Transit Time-Dependent Matrix

For public transit studies, pass costing="transit" and a date_time block. Valhalla aligns routes against the loaded GTFS schedule, producing headway-sensitive travel times rather than free-flow averages:

# Requires: requests>=2.31, pandas>=2.0, numpy>=1.24
# (uses compute_od_matrix from the snippet above)

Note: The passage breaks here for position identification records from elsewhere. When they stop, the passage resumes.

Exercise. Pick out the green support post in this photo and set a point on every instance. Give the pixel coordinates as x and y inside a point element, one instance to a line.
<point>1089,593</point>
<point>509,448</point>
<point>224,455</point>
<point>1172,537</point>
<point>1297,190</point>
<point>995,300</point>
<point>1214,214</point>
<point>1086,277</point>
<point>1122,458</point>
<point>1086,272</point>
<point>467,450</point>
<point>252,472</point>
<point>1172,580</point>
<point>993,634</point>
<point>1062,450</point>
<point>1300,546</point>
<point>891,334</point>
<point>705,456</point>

transit_matrix = compute_od_matrix(
    sources=neighbourhood_centroids,   # list of {"lon": ..., "lat": ...}
    targets=transit_hub_coords,
    costing="transit",
    date_time={"type": 1, "value": "2026-06-23T08:00"},  # depart-at
    max_workers=2,  # lower concurrency for GTFS-heavy queries
)

# Pivot to wide format: rows = origins, columns = transit hubs
pivot = transit_matrix.pivot(
    index="source_idx", columns="target_idx", values="time_min"
)

Key Parameters and Tuning

Parameter	Recommended Value	Sensitivity Notes
`costing`	`"auto"` / `"pedestrian"` / `"transit"` / `"truck"`	Determines graph traversal rules, speed defaults, and access restrictions; changing mode invalidates cached matrices
`use_ferry`	`0.0`–`1.0` (default `0.5`)	Values near `0` actively avoid ferry crossings; urban studies without waterways should set `0.0` to eliminate edge-case routing artefacts
`use_toll`	`0.0` (equity studies)	Set `0.0` for studies measuring equitable access — toll roads skew travel times for low-income origin zones
`maneuver_penalty` (seconds)	`5`–`30`	Higher values penalise complex intersections; calibrate against GPS traces to match observed urban intersection delay
`CHUNK_SIZE`	`50`	Hard cap from Valhalla defaults; reduce to `25` if requests time out on dense urban graphs with transit costing
`max_workers`	`4` (auto/pedestrian), `2` (transit)	Transit queries carry higher per-request compute cost due to GTFS schedule alignment; over-threading stalls the tile cache
`date_time.type`	`1` (depart at)	Type `2` (arrive by) computes backward searches; useful for catchment studies but doubles graph traversal cost
Tileset bounding box	Study area + 10 km buffer	Tight bounding boxes improve cold-start speed but produce `status=2` errors for near-boundary coordinates

Coordinate snapping failures (status=2) are the most common field problem in multi-city studies. They occur when coordinates fall outside the loaded tileset or on road classes excluded by the costing model — for example, access=private ways when using "auto" costing. Pre-validate all coordinates with the /locate endpoint and cache the snapped node IDs; this also cuts per-request overhead by 15–30% on repeated queries against the same POI dataset.

Integration Points

The output DataFrame from compute_od_matrix — with columns source_idx, target_idx, time_min, and distance_km — connects directly to several downstream spatial workflows:

Gravity-model accessibility indices. Join time_min against a destination-opportunity table (jobs, services, transit capacity) and apply a decay function (exp(-β × time_min)) to compute Hansen accessibility scores per origin zone. Merge with census boundary GeoDataFrames via geopandas spatial joins for choropleth mapping.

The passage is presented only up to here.